Aletargadas durante décadas, fue Yves Saint Laurent el que volvería a despertar las fantasías orientales de Europa. Aunque no le gustaba viajar, el diseñador argelino subió a Asia, África y hasta la Rusia imperial a la pasarela. Convirtió la década de los setenta en un periplo por el exotismo decadente que él mismo hizo a través de su imaginación. Al menos, hasta que aterrizó en occidente la visión que oriente tenía de sí misma: la llegada a la capital francesa de los diseñadores japoneses abrió las estrechas miras que el viejo continente tenía de su cultura. Kenzo Takada e Issey Miyake sirvieron de avanzadilla para que conceptos como el origami, el teatro kabuki o el look boro (harapos) dinamitasen para siempre el concepto occidental de belleza y, sí, de creatividad.
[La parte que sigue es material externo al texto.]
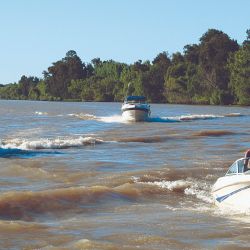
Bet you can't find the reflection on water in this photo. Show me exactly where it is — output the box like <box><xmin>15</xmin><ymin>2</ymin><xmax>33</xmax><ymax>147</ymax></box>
<box><xmin>0</xmin><ymin>101</ymin><xmax>250</xmax><ymax>249</ymax></box>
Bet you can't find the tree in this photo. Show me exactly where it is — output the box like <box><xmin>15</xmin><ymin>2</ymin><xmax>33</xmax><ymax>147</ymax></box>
<box><xmin>44</xmin><ymin>50</ymin><xmax>87</xmax><ymax>99</ymax></box>
<box><xmin>228</xmin><ymin>43</ymin><xmax>250</xmax><ymax>105</ymax></box>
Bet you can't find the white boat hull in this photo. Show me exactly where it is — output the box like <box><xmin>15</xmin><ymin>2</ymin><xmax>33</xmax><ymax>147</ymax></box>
<box><xmin>122</xmin><ymin>109</ymin><xmax>149</xmax><ymax>122</ymax></box>
<box><xmin>212</xmin><ymin>175</ymin><xmax>250</xmax><ymax>210</ymax></box>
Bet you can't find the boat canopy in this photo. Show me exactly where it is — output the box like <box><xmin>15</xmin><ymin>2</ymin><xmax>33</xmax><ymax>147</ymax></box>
<box><xmin>125</xmin><ymin>95</ymin><xmax>146</xmax><ymax>102</ymax></box>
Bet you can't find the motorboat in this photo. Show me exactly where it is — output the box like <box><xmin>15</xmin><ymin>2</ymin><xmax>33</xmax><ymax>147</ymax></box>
<box><xmin>212</xmin><ymin>150</ymin><xmax>250</xmax><ymax>210</ymax></box>
<box><xmin>121</xmin><ymin>96</ymin><xmax>151</xmax><ymax>122</ymax></box>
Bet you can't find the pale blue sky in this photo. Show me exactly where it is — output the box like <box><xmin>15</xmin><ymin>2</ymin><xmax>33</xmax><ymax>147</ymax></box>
<box><xmin>0</xmin><ymin>0</ymin><xmax>250</xmax><ymax>84</ymax></box>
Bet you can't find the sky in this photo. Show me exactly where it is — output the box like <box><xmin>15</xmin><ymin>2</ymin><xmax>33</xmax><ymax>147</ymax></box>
<box><xmin>0</xmin><ymin>0</ymin><xmax>250</xmax><ymax>84</ymax></box>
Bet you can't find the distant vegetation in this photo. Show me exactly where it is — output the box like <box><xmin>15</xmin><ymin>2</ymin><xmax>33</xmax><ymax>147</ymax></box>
<box><xmin>0</xmin><ymin>29</ymin><xmax>250</xmax><ymax>105</ymax></box>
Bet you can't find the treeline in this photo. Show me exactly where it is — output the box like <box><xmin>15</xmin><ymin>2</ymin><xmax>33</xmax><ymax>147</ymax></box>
<box><xmin>0</xmin><ymin>29</ymin><xmax>250</xmax><ymax>105</ymax></box>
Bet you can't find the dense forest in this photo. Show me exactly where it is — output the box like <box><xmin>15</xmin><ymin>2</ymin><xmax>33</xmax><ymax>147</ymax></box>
<box><xmin>0</xmin><ymin>29</ymin><xmax>250</xmax><ymax>105</ymax></box>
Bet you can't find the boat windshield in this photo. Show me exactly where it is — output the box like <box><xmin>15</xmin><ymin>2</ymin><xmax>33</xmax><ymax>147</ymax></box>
<box><xmin>226</xmin><ymin>158</ymin><xmax>250</xmax><ymax>175</ymax></box>
<box><xmin>125</xmin><ymin>96</ymin><xmax>146</xmax><ymax>103</ymax></box>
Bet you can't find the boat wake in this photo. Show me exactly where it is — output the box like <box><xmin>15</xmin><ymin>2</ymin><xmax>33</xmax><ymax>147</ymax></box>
<box><xmin>0</xmin><ymin>136</ymin><xmax>103</xmax><ymax>150</ymax></box>
<box><xmin>68</xmin><ymin>113</ymin><xmax>242</xmax><ymax>123</ymax></box>
<box><xmin>133</xmin><ymin>177</ymin><xmax>214</xmax><ymax>204</ymax></box>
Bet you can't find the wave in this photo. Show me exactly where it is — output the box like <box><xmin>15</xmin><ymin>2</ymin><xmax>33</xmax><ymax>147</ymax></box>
<box><xmin>0</xmin><ymin>136</ymin><xmax>103</xmax><ymax>150</ymax></box>
<box><xmin>134</xmin><ymin>178</ymin><xmax>214</xmax><ymax>203</ymax></box>
<box><xmin>115</xmin><ymin>135</ymin><xmax>171</xmax><ymax>143</ymax></box>
<box><xmin>68</xmin><ymin>113</ymin><xmax>97</xmax><ymax>120</ymax></box>
<box><xmin>0</xmin><ymin>184</ymin><xmax>139</xmax><ymax>220</ymax></box>
<box><xmin>35</xmin><ymin>111</ymin><xmax>48</xmax><ymax>115</ymax></box>
<box><xmin>193</xmin><ymin>130</ymin><xmax>235</xmax><ymax>136</ymax></box>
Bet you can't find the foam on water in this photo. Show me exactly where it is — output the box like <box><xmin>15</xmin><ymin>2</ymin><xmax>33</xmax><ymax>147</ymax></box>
<box><xmin>68</xmin><ymin>113</ymin><xmax>242</xmax><ymax>123</ymax></box>
<box><xmin>133</xmin><ymin>177</ymin><xmax>214</xmax><ymax>203</ymax></box>
<box><xmin>0</xmin><ymin>136</ymin><xmax>103</xmax><ymax>150</ymax></box>
<box><xmin>35</xmin><ymin>111</ymin><xmax>48</xmax><ymax>115</ymax></box>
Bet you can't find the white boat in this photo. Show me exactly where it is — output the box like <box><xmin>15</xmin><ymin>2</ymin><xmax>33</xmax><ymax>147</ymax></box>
<box><xmin>212</xmin><ymin>150</ymin><xmax>250</xmax><ymax>210</ymax></box>
<box><xmin>121</xmin><ymin>96</ymin><xmax>150</xmax><ymax>122</ymax></box>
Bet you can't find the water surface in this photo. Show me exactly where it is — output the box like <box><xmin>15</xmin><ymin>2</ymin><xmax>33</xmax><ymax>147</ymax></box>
<box><xmin>0</xmin><ymin>100</ymin><xmax>250</xmax><ymax>249</ymax></box>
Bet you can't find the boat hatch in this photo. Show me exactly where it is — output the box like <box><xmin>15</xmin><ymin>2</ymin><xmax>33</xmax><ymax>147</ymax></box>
<box><xmin>226</xmin><ymin>158</ymin><xmax>250</xmax><ymax>175</ymax></box>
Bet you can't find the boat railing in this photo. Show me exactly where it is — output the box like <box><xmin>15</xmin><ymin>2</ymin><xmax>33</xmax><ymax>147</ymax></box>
<box><xmin>226</xmin><ymin>157</ymin><xmax>250</xmax><ymax>176</ymax></box>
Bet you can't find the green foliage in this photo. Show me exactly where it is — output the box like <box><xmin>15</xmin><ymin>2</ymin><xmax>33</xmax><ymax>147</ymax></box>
<box><xmin>229</xmin><ymin>44</ymin><xmax>250</xmax><ymax>105</ymax></box>
<box><xmin>0</xmin><ymin>29</ymin><xmax>250</xmax><ymax>105</ymax></box>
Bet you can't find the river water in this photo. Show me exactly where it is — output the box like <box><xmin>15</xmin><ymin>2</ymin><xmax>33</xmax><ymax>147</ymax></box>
<box><xmin>0</xmin><ymin>100</ymin><xmax>250</xmax><ymax>249</ymax></box>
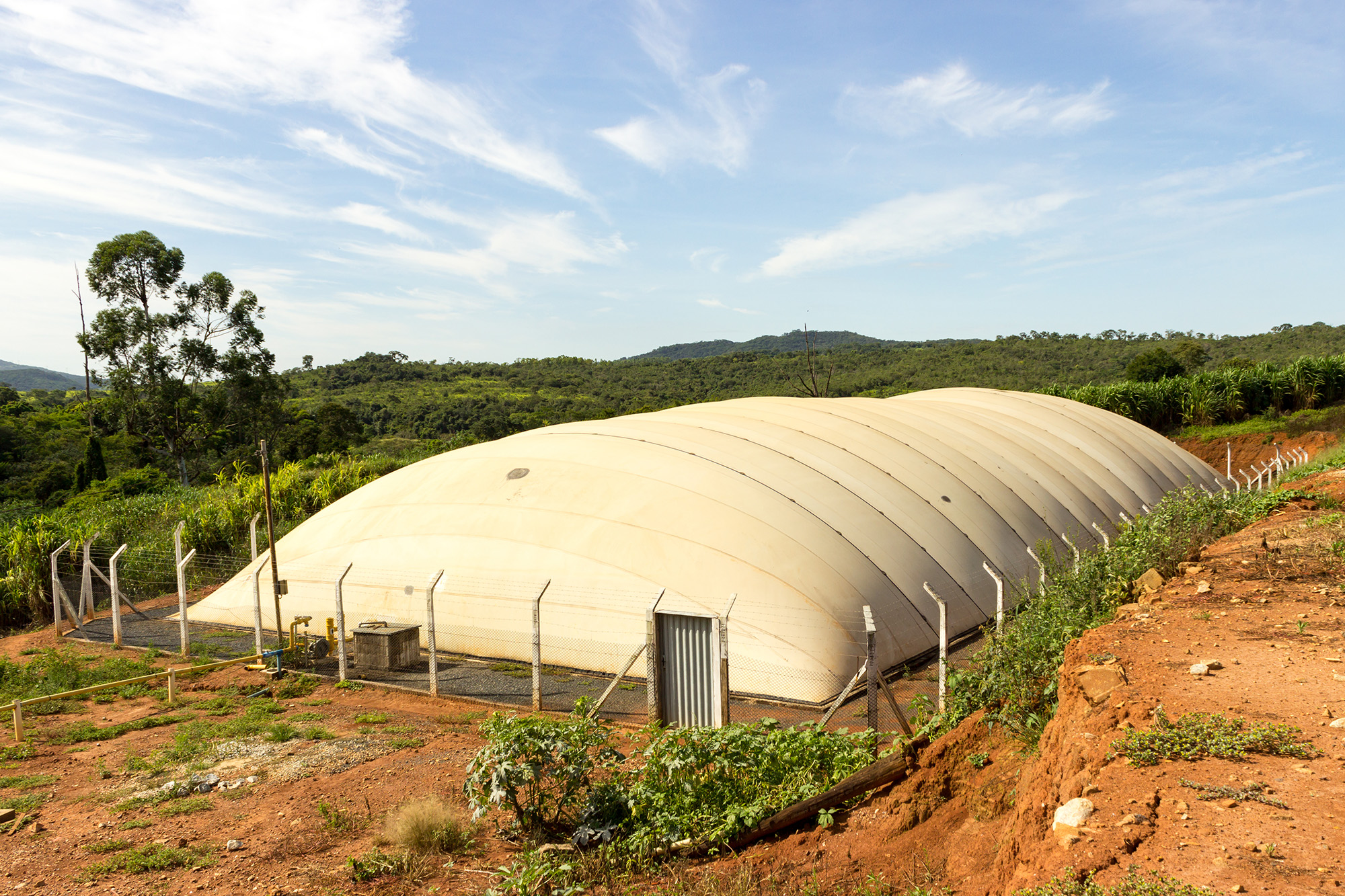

A veces fueron unas excavaciones, como las de Cnosos (Creta) o la tumba de Tutankamón, las que contribuyeron a que
esa creatividad se fijara en culturas del pasado. La egiptomanía inundó los años 20, poco tiempo después de que Mariano Fortuny usase esos motivos decorativos de inspiración griega.
Conocer (de verdad) la historia de la indumentaria para reformular sus siluetas, sus cambios y sus excesos, siempre ha sido un rasgo identificativo de las mentes más creativas de la moda del s. XX. Es lo que hizo Vivienne Westwood con sus minicrinis, inspiradas en las crinolinas del siglo anterior. O su reinterpretación romántica de los piratas, los polisones o la ropa del s. XVIII. Su anglomania es un universo onírico tan rico y excesivo como el de John Galliano, quien ya apuntaba maneras desde su colección de graduación, a mediados de los ochenta. De los incroyables a María Antonieta, pasando por Josefina Bonaparte, Madame Butterfly o el glamour de los años 50, no hubo etapa histórica que se le resistiese. Fue épico, por ejemplo, el desfile de otoño de 1994. Sin blanca y con el respaldo de varios amigos, presentó una colección de kimonos japoneses y sas
trería de los años 40 teñida por entero de negro. Un año después, se convertiría en el primer diseñador inglés en dirigir una casa francesa, Givenchy.
Igual de historicista, pero con un tinte mucho más macabro y decadente, fue el imaginario que identificó a Alexander McQueen desde aquella primera colección, con Jack el Destripador como referente, en 1992. Inspirándose en sus ancestros, habló de la violación de Escocia a manos inglesas. También de persecución y mártires, como Juana de Arco. Y acudiría a los mitos, como el vellocino de oro, con el que se estrenó al frente de Givenchy (en el 96, sucediendo a Galliano, que solo estuvo un año en la casa).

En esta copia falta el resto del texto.